Concerning some previous comments:
As one Black comedian commented, “White people love to defy some death!” I definitely live up to that stereotype. I have a career in Helicopter Search and Rescue and a penchant for dangerous activities. That being so I relished the train tracks, Hunters Point, the downhill, and riding through the dark to Candlestick Rec area, but also agree with Rollergirl”s observation (good feedback) that our route may have been a total different experience for females and/or newbies. I was astounded and highly amused at the thought of leading drunk bike riders on 12 speeds over two miles of rutted train tracks in the dark! Did anybody see the guy who crashed, spilled his beer and started throwing up pure alcohol? Ha ha, good times! Again though I have to hand it to the “route pickers.” You guys went way out on the limb for this one and I think it payed off in spades!

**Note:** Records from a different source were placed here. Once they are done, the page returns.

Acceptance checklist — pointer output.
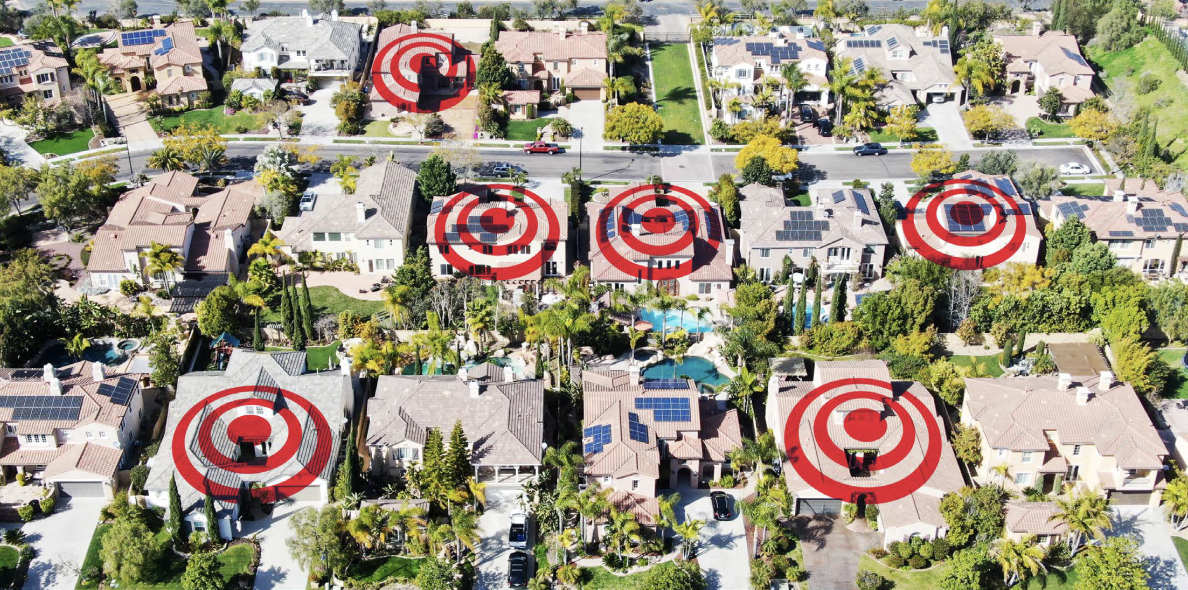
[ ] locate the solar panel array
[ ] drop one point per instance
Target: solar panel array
(146, 37)
(636, 430)
(667, 408)
(43, 407)
(599, 436)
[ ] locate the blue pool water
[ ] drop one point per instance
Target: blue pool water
(701, 370)
(689, 322)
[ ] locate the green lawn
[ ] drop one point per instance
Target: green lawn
(1047, 129)
(676, 95)
(525, 131)
(327, 299)
(384, 569)
(1150, 57)
(65, 144)
(989, 361)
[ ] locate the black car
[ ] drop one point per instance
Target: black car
(870, 150)
(517, 570)
(721, 503)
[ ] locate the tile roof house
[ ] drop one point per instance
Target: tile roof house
(209, 232)
(915, 514)
(503, 418)
(33, 68)
(1138, 221)
(972, 216)
(239, 433)
(326, 48)
(547, 59)
(661, 222)
(69, 425)
(1051, 59)
(371, 227)
(842, 232)
(916, 64)
(1091, 431)
(640, 430)
(170, 55)
(498, 223)
(743, 63)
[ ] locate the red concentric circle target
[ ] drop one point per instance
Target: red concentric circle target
(866, 426)
(251, 429)
(498, 236)
(677, 221)
(403, 69)
(967, 196)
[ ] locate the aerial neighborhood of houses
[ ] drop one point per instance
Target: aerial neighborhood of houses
(684, 295)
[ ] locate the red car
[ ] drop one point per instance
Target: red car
(541, 147)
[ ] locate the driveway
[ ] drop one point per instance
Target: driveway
(1154, 535)
(832, 551)
(61, 540)
(494, 524)
(278, 569)
(722, 551)
(946, 119)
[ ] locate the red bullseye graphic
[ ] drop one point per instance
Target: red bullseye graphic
(506, 240)
(423, 73)
(865, 426)
(658, 220)
(254, 430)
(977, 228)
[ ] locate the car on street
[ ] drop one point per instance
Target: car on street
(721, 503)
(517, 570)
(541, 147)
(870, 150)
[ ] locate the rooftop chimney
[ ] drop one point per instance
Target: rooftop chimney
(1063, 381)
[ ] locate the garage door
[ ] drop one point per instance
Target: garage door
(81, 489)
(811, 507)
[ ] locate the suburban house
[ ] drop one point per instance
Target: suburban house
(842, 232)
(264, 427)
(1089, 431)
(916, 64)
(918, 513)
(1051, 59)
(69, 425)
(170, 56)
(497, 224)
(210, 232)
(972, 216)
(661, 222)
(370, 227)
(33, 68)
(430, 68)
(501, 413)
(637, 431)
(1141, 222)
(321, 48)
(550, 61)
(741, 65)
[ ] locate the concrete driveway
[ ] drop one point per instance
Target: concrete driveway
(946, 119)
(61, 540)
(494, 524)
(1154, 535)
(722, 551)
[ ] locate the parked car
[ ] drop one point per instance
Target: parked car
(870, 150)
(517, 538)
(541, 147)
(517, 570)
(721, 503)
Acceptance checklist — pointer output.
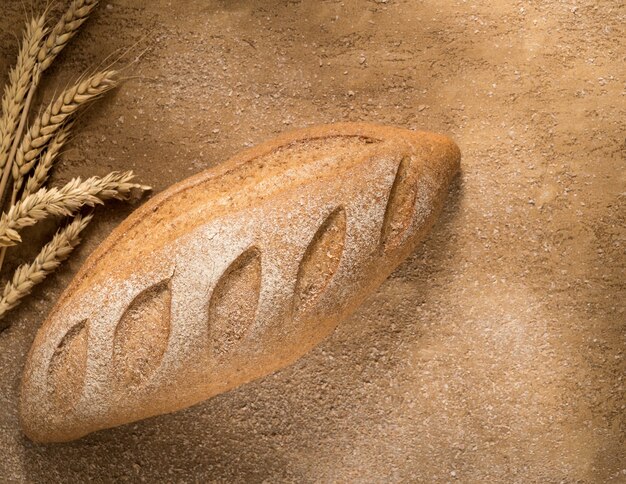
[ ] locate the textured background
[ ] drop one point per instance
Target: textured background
(495, 353)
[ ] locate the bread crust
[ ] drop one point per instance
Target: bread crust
(232, 274)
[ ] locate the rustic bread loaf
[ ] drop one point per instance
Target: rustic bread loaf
(232, 274)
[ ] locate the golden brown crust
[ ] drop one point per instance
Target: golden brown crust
(232, 274)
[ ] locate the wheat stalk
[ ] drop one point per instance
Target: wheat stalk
(55, 115)
(49, 258)
(17, 89)
(63, 201)
(43, 167)
(64, 30)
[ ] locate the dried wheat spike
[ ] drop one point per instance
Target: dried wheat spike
(64, 30)
(49, 258)
(42, 170)
(53, 118)
(19, 83)
(64, 201)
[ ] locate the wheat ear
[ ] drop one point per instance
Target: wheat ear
(49, 258)
(44, 165)
(64, 30)
(63, 201)
(55, 115)
(17, 89)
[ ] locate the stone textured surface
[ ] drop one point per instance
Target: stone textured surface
(496, 353)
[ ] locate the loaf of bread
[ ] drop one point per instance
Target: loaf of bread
(232, 274)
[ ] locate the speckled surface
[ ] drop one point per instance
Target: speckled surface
(495, 353)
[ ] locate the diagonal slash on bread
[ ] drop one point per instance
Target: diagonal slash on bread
(232, 274)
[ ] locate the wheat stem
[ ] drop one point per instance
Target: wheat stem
(64, 30)
(49, 258)
(63, 201)
(53, 118)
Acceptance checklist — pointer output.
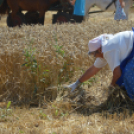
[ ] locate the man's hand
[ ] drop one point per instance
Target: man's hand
(122, 3)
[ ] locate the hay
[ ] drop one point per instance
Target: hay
(34, 58)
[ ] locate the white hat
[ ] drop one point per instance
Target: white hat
(95, 44)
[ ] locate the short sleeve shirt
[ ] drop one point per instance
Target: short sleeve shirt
(115, 50)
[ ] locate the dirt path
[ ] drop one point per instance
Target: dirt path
(104, 15)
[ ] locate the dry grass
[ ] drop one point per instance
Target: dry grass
(40, 82)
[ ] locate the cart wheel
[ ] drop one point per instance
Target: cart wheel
(17, 21)
(61, 18)
(31, 18)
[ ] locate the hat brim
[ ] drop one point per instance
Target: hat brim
(89, 53)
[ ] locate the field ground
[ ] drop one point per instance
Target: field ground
(59, 117)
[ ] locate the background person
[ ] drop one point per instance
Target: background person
(120, 14)
(116, 50)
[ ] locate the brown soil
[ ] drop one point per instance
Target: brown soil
(104, 15)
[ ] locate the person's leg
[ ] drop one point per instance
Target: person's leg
(129, 78)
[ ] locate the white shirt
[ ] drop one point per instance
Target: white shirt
(115, 49)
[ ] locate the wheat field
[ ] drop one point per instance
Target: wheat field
(36, 64)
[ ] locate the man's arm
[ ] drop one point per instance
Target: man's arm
(72, 2)
(89, 73)
(116, 75)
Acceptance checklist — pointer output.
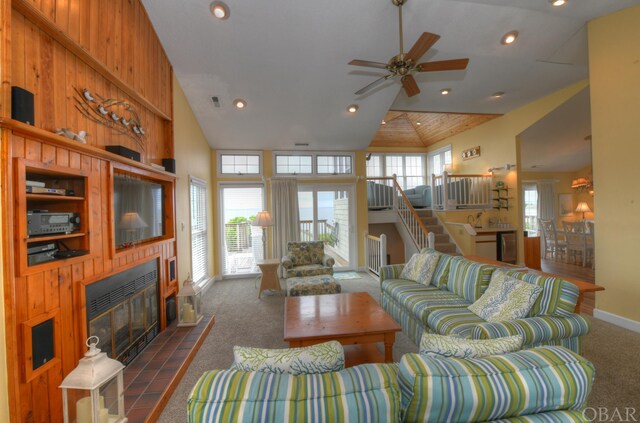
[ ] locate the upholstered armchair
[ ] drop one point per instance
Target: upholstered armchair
(306, 259)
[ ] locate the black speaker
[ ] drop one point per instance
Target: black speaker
(169, 165)
(42, 343)
(172, 270)
(22, 105)
(170, 305)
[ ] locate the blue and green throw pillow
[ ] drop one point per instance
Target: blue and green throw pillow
(320, 358)
(421, 267)
(506, 298)
(436, 345)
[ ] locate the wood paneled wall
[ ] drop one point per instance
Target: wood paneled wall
(53, 47)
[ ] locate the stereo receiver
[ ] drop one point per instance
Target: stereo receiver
(45, 223)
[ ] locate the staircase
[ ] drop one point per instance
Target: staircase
(443, 242)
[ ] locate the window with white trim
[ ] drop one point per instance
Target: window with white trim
(313, 164)
(199, 230)
(410, 169)
(440, 160)
(333, 165)
(239, 163)
(294, 164)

Maybe having the vols in bright yellow jerseys or with some other obvious sign that they know what the hell is going on would be a consideration for the future. I know that I almost took a wrong turn atop the Point cause some people in the front “thought” that they new the route.
If you made it this far into my ramble thanks for staying with me and see you soon. Maybe next time we can take on head on traffic down the 101, LOL
Anybody know where I can get a good deal on some LEDs?
Rest in Peace Herman
I’m glad I’m not the only one who felt the power at Candlestick. I wrote about it here.
Hey bikey peeps!
First off, we in the SFBP group thank everyone who came. We appreciate the different POV expressed in such a rational and constructive pro-SFBP conversation. It seems most people had a great time, but there were valid concerns as well.

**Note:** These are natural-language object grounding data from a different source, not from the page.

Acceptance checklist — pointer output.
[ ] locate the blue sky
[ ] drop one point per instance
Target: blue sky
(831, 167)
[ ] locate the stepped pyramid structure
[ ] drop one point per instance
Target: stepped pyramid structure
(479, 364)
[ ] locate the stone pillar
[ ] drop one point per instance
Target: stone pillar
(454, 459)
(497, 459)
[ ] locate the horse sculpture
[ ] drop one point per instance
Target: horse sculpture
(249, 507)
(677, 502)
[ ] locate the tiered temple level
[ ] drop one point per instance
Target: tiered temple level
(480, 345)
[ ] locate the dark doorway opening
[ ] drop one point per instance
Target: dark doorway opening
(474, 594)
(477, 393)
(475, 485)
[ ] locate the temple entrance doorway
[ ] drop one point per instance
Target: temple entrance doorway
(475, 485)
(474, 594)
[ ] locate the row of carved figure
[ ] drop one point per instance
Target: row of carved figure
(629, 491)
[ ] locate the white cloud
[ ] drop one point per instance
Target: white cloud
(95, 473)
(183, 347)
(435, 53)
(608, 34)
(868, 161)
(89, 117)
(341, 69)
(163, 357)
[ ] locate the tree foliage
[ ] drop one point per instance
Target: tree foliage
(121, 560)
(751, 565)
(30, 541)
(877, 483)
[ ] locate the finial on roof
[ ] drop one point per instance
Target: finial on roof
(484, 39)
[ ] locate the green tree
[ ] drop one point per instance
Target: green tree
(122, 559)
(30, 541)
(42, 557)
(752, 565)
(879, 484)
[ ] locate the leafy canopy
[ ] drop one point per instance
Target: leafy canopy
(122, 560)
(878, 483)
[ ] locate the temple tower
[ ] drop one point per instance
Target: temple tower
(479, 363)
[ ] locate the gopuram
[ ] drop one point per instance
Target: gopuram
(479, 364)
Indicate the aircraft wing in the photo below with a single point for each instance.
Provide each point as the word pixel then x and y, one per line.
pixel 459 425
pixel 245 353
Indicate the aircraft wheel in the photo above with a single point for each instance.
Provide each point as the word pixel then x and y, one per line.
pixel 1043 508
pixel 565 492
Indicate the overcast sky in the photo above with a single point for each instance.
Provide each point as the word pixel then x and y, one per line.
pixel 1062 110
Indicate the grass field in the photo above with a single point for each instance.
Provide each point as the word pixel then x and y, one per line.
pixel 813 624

We’re aware of these issues and discussing them internally.
We love our riders and are psyched for what SFBP has already become and how we envision it evolving and improving over time. Each route will be different, to keep it interesting, and build on what works.
Stay tuned, more details to come in the recap post.
I just have to say thanks to the organizers making my first ever group ride a memorable one. The positive vibes were on tap and everyone was out and having a good time. Just one thing to note, I read and was told that we were going to take up one lane and stop at all traffic stops but there were times when people ignored them. I’m new to this so can someone explain how flexible that is? Thanks!
Also, I put together some clips from the night… enjoy!
Wonder Woman here! Did anyone get pics of my costume? I don’t have any. 🙂
Also, my friend who came along who is a beginning rider fell because of the train tracks and I saw another person fall on the tracks as well. She also had to walk the hills.
Sweet video Nata! Here’s another: http://www.youtube.com/watch?v=I73jOBeouAY (I did not make this)
I found a CamelBak backpack at the end of the ride. If this is yours then call me at four one 5 – four too fore 8 won six ate. bad English is on purpose (: gimme a description (this bag is a little unique) and it’s yours.
Racecar- David on Facebook said he lost a camel bag
I messaged him with your comment.
Instead of posting your phone number for all to see, sometimes I’ve seen people post items under ‘Lost & Found’ in Craigslist and that has worked well.
And then after the CL listing is up they post the URL here so BP people know where they can find it on CL.